Lot 146 Canada #155b 1928 10c Mount Hurd, Imperforate Vertically, a mint never hinged upper right plate block of four, very fine and fresh. Catalogue value is for normal block, and does not include a premium for the plate inscription. Very fine. Unitrade CV$750, sold for C$475 plus buyer’s premium.
Lot 229 Canada #TBT31, TBT34 1908 The Bell Telephone Company Booklet, containing 7 complete panes plus 34 stamps of the 5c green (TBT31) as well as 5 complete panes plus 28 stamps of the 25c purple brown (TBT34). The 5c values include 29 watermarked stamps and the 25c values include 12 watermarked stamps (both not counted in catalogue value, but van Dam suggests a premium of 50%). The booklet covers have light creasing, soiling and a few small pencil notations, still a very rare booklet and stamps are very fine, never hinged. van Dam CV$12,620, sold for C$2,900 plus buyer’s premium.

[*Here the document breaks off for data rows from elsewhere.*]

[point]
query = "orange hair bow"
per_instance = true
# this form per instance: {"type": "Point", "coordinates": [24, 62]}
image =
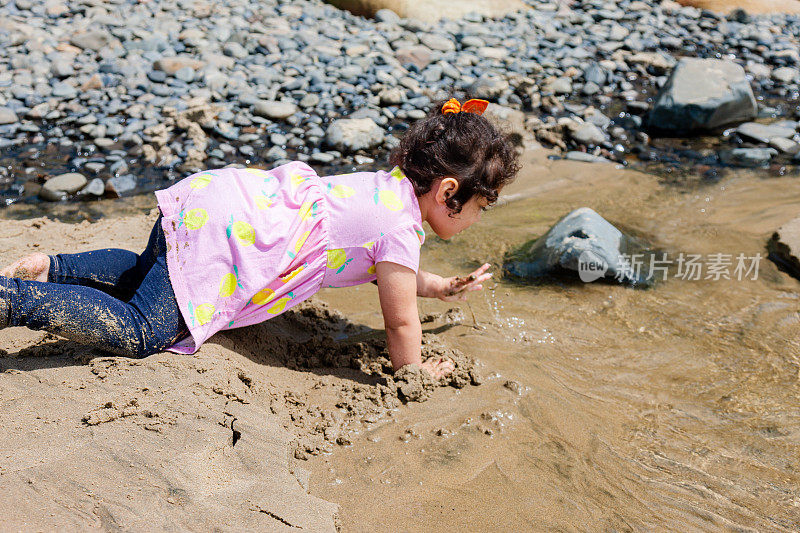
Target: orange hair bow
{"type": "Point", "coordinates": [470, 106]}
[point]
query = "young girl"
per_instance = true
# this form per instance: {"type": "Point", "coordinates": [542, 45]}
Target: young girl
{"type": "Point", "coordinates": [235, 247]}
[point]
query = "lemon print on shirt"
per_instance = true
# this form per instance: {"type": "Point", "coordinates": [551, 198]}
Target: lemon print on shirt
{"type": "Point", "coordinates": [299, 244]}
{"type": "Point", "coordinates": [201, 181]}
{"type": "Point", "coordinates": [243, 231]}
{"type": "Point", "coordinates": [337, 260]}
{"type": "Point", "coordinates": [193, 218]}
{"type": "Point", "coordinates": [388, 198]}
{"type": "Point", "coordinates": [263, 296]}
{"type": "Point", "coordinates": [280, 305]}
{"type": "Point", "coordinates": [264, 201]}
{"type": "Point", "coordinates": [397, 174]}
{"type": "Point", "coordinates": [308, 210]}
{"type": "Point", "coordinates": [229, 282]}
{"type": "Point", "coordinates": [203, 313]}
{"type": "Point", "coordinates": [340, 191]}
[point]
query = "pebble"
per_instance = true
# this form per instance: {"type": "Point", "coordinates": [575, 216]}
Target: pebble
{"type": "Point", "coordinates": [274, 110]}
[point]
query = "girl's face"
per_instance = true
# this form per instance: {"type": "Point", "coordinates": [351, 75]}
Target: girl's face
{"type": "Point", "coordinates": [445, 224]}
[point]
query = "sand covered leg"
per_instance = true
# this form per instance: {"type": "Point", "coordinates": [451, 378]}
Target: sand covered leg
{"type": "Point", "coordinates": [147, 324]}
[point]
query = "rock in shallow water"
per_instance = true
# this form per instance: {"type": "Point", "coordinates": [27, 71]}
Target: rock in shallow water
{"type": "Point", "coordinates": [703, 94]}
{"type": "Point", "coordinates": [583, 242]}
{"type": "Point", "coordinates": [784, 247]}
{"type": "Point", "coordinates": [58, 187]}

Lot 326 Great Britain #4 1841 2d blue Queen Victoria on bluish Paper, Imperforate, Watermark Small Crown, lovely used strip of three, with light 1844 type grid cancels, with large margins along the whole length of the top and bottom, plus showing a large part of both adjoining stamps at right and left. The owner has identified it as plate 3 (unverified by us) and with the “square footed J” variety. Deep, rich colour and extremely fine. S.G. #14, £255. Scott CV U$275, sold for C$170.00 plus buyer’s premium.
Lot 386 Russia #1 1857 10k brown and blue Coat of Arms on Folded Letter, mailed in 1858 from Samara to Saratov (boxed receiver on back dated 12 February 1858), with two page letter inside written in cursive. The stamp has three large margins and the bottom is clear of the outer frameline. It is tied to the cover by a large double ring c.d.s. as well as a fairly light pen cancel. Opening tear on back has been neatly mended with stamp hinges, still very fine and a great example of Russia’s first stamp on cover. Scott CV$3,000, sold for C$850 plus buyer’s premium.
Lot 155 Canada #1-ST, 2-ST Lot of Three Scarce Stick ‘N Tic Items, with two different “Test Proofs”, the 1983 which Bileski describes as “one of 13 unused that exist in the world”, the 1984 is described as having had 24 pairs printed and “only 4 pairs were left undivided as enclosed.” Also an item which Bileski describes as “the supreme rarity” which is the 1984 label with inverted die cut, described as “inverted error, and only 8 examples exist.” Very fine lot, accompanied by a “Bileski Bi-Weekly Offer” which lists all of his Stick ‘N Tic items for sale. His retail for these three items was $400. Estimate $150, sold for C$375 plus buyer’s premium.